Le héros de ce western cueille des champignons.

Il ne dégaine pas, il ne lève jamais la voix. Il ramasse de quoi nourrir une bande de trappeurs aigris qui le traitent comme un chien. Il s’appelle Otis Figowitz, on l’appelle Cookie, et dans n’importe quel western classique il aurait crevé à l’arrière-plan, silhouette numéro sept, oubliée avant le générique. Kelly Reichardt en fait le centre. Tout le geste de First Cow tient dans ce simple déplacement de la caméra.

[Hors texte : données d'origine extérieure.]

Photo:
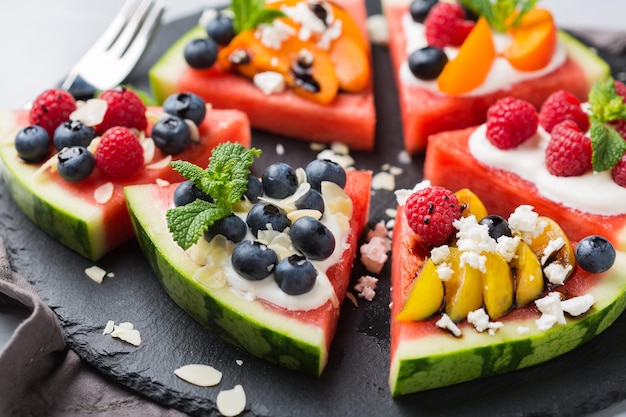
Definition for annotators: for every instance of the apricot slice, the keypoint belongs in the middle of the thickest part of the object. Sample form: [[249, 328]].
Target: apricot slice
[[529, 283], [470, 67], [541, 246], [534, 40], [425, 295], [497, 286], [462, 291], [471, 204]]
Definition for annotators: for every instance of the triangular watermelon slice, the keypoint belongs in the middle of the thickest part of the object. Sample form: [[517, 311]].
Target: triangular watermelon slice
[[69, 211], [425, 112], [350, 118], [293, 337]]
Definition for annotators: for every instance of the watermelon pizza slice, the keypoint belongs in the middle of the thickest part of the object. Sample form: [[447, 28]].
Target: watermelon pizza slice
[[450, 66]]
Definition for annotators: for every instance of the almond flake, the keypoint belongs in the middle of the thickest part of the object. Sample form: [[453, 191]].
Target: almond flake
[[103, 193], [231, 403], [200, 375]]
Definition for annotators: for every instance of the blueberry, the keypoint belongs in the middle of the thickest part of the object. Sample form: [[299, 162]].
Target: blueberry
[[325, 170], [183, 194], [312, 238], [254, 189], [75, 163], [311, 200], [497, 225], [73, 133], [201, 53], [428, 62], [419, 9], [186, 106], [171, 135], [595, 254], [221, 29], [231, 227], [279, 180], [32, 143], [261, 215], [253, 260], [295, 275]]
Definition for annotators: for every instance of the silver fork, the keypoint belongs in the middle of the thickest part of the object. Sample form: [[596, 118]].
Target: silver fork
[[114, 55]]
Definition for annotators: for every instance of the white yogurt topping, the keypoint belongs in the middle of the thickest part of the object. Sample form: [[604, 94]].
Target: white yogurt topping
[[501, 75], [593, 192]]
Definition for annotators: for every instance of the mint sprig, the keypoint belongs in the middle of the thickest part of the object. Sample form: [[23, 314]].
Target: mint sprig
[[607, 144], [248, 14], [225, 180], [499, 13]]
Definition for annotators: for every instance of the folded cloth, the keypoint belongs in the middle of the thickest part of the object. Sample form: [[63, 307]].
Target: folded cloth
[[39, 376]]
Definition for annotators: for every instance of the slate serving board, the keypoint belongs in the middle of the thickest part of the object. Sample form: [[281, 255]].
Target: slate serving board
[[355, 382]]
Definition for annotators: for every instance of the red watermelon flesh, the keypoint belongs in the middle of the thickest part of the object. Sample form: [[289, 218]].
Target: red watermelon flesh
[[424, 112], [349, 119], [449, 163]]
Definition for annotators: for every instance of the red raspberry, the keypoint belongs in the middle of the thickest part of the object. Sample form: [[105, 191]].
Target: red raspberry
[[618, 172], [569, 151], [51, 108], [124, 108], [446, 25], [562, 105], [430, 213], [119, 154], [510, 122]]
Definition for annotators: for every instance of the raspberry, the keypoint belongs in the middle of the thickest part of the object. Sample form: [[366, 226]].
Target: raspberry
[[430, 213], [51, 108], [124, 108], [119, 154], [446, 25], [569, 151], [618, 172], [562, 105], [510, 122]]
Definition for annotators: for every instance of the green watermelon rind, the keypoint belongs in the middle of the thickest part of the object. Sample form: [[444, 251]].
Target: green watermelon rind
[[48, 205], [266, 334], [439, 359]]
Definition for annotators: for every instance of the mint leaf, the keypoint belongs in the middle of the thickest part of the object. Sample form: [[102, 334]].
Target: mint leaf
[[225, 180], [248, 14], [607, 144]]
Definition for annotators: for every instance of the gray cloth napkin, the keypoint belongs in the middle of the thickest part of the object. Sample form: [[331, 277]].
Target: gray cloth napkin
[[39, 376]]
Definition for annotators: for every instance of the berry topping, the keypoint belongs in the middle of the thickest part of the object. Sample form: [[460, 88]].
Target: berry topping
[[312, 238], [419, 9], [446, 25], [510, 122], [171, 135], [253, 260], [295, 275], [595, 254], [124, 108], [73, 133], [562, 105], [75, 163], [264, 216], [569, 151], [320, 170], [232, 227], [119, 154], [618, 172], [428, 62], [51, 108], [431, 212], [279, 180], [186, 106], [201, 53], [32, 143]]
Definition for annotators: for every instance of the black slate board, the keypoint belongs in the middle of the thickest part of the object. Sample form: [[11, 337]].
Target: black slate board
[[355, 382]]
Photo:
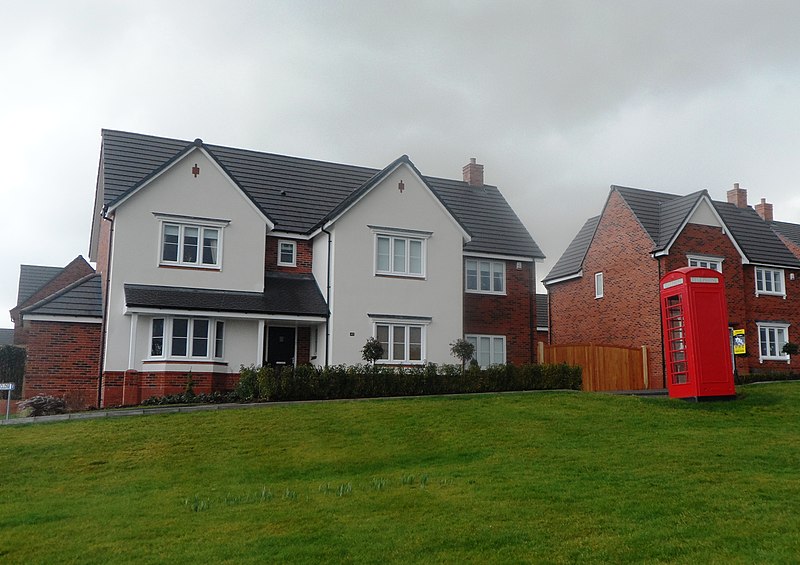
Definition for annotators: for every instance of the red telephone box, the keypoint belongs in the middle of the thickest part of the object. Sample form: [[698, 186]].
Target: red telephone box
[[697, 348]]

Oregon, 1820. Un territoire de boue, de fourrures et d’aventuriers, où l’Amérique n’est pas encore l’Amérique, juste une promesse que des hommes durs comptent bien arracher à mains nues. Cookie tombe sur King-Lu, un Chinois nu dans les fourrés, en cavale après une embrouille avec des Russes. Il le cache, le nourrit, lui file un manteau. De ce geste sans calcul naît une amitié, et de cette amitié, une idée.

Car il y a la vache. La première du territoire, débarquée sur un radeau, propriété du Facteur Chef, un Anglais friqué (Toby Jones, délectable) qui veut du lait frais pour son thé pendant que les autres mâchent leur misère dans la gadoue. Cookie et King-Lu vont la traire. La nuit. En douce. Et avec le lait volé au patron, Cookie cuisine de petits gâteaux au miel qu’ils refourguent à prix d’or aux gueux du fort. Voilà le rêve américain version Reichardt : pas une épopée à cheval, une combine de crève-la-faim sur le dos du dominant. La lutte des classes à la louche de lait.

Le film aurait pu en tirer un grand numéro de braquage. Il fait l’inverse. Sa force, c’est son refus du spectacle, tenu jusqu’au bout.

Une bagarre éclate dans un bar. Elle dure deux secondes à l’écran. Tout le reste se déroule hors champ, pendant que la caméra reste collée à nos deux compères, témoins en retrait, presque étrangers au chaos qui agite le monde des autres. Et quel régal de voir ces grosses brutes, celles qui auraient été les héros d’un vrai western, se cogner puis se ruer pour s’arracher les gâteaux de notre boulanger opportuniste. Reichardt attrape le mythe par le col et le retourne : les conquérants ne sont qu’un décor, les invisibles sont l’histoire.

Le format 4:3 enferme et protège à la fois. Il resserre le cadre autour des visages, des mains, des gestes minuscules : balayer une cabane, glisser quelques fleurs dans un pot. La réalisatrice ose la lenteur, les silences, le temps qui prend son temps. Et cette douceur n’est jamais mièvre, c’est une arme. Filmer les marges avec tendresse là où le genre n’en faisait que des ombres, c’est déjà prendre parti.

Le film s’ouvre, des siècles plus tard, sur deux squelettes exhumés côte à côte au bord d’un fleuve. Reichardt te dit dès la première image où tout ça finit. Et tu regardes quand même, la gorge nouée, parce que l’enjeu n’a jamais été la fin mais le chemin : deux types qui n’avaient rien, qui se sont trouvés, et qui ont volé un peu de lait à un monde qui n’en donne pas.

Dans une époque qui ne jure que par la force, le bruit et la prédation, First Cow est un contre-poison. Un bijou d’humanité qui avance à pas feutrés et qui te répare un peu, en douce. Le genre de transmission qu’on voudrait faire passer à tous ceux qui croient encore que le plus brutal a raison.